Interfacial Engineering Based on Polyethylene Glycol and Cuprous Thiocyanate Layers for Efficient and Stable Perovskite Solar Cells

Abstract Cuprous thiocyanate (CuSCN) is an ideal inorganic hole transport material for perovskite solar cells (PSCs). However, polar solvents for film deposition of CuSCN run a risk of destroying the perovskite light‐absorbing layer. There is also a poor contact between perovskites and CuSCN, restricting photovoltaic performance and operational stability of PSCs. In this work, a polyethylene glycol (PEG‐10000) is employed as an interlayer to effectively overcome the obstacles mentioned above. By introducing this ultra‐thin layer at the interface between (MAFA)Pb(IBr) 3 and CuSCN, the power conversion efficiency (PCE) and operational stability of the related PSCs are both greatly improved.

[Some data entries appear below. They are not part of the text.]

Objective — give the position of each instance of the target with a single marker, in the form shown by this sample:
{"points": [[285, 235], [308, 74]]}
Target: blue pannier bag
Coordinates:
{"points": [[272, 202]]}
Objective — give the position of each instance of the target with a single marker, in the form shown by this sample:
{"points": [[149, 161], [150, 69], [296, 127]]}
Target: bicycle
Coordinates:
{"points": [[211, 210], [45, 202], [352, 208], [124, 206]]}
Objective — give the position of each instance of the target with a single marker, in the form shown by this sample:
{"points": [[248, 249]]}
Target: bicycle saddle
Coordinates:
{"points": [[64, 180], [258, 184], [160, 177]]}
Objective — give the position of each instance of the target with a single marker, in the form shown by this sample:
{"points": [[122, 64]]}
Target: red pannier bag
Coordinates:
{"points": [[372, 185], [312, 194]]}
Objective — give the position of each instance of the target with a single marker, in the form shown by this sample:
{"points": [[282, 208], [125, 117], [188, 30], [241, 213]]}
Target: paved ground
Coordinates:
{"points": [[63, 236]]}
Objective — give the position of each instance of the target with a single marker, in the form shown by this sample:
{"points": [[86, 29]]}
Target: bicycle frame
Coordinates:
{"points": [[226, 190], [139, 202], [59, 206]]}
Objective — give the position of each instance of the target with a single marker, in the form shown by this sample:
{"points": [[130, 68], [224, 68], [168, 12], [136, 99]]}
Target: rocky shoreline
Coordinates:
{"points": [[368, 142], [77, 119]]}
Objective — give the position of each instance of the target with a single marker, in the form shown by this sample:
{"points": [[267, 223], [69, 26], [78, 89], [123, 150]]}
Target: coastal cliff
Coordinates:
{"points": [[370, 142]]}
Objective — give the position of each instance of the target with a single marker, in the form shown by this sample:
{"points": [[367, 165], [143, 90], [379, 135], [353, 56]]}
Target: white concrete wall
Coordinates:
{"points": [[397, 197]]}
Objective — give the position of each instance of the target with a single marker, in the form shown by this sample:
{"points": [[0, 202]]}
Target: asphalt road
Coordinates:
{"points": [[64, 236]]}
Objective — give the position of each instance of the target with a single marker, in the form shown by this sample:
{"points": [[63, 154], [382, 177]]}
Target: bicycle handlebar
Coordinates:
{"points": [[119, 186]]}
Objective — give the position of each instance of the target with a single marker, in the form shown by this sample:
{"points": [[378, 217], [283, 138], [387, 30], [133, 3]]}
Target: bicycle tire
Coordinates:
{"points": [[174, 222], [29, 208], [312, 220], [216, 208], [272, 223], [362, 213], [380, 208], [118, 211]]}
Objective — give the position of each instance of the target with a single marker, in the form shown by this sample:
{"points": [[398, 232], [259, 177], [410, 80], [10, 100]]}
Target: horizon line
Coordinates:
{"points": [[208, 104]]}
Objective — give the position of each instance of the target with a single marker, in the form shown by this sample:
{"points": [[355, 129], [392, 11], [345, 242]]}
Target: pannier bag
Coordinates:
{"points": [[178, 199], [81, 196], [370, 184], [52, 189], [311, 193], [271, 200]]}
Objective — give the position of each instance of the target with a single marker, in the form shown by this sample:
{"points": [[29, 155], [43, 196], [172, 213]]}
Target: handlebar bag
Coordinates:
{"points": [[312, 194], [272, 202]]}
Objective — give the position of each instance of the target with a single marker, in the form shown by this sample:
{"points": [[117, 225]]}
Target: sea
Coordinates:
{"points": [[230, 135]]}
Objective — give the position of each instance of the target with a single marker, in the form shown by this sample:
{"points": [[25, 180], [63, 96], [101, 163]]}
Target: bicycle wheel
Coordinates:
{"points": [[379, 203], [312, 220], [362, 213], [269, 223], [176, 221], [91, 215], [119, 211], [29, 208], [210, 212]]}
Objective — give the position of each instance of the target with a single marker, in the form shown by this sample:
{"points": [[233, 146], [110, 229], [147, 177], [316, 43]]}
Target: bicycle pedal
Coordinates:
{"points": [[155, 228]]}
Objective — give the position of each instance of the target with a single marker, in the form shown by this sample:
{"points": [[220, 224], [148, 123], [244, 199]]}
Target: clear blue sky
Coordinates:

The results confirm that the insertion of PEG cannot only prevent the destruction of bulk perovskites but also reduce the traps/defects at the interface through its strong chemical bonding with undercoordinated ions, which significantly lowers the potential barrier between the perovskite and the hole transport layer. An improved PCE of 19.2% can be achieved in the CuSCN‐based PSCs by interface engineering with PEG. The introduction of PEG can also protect the perovskite film from moisture attack, and greatly enhance device stability. The PEG‐treated PSCs without encapsulation maintain more than 90% of the initial efficiency after 1860 h in the ambient air.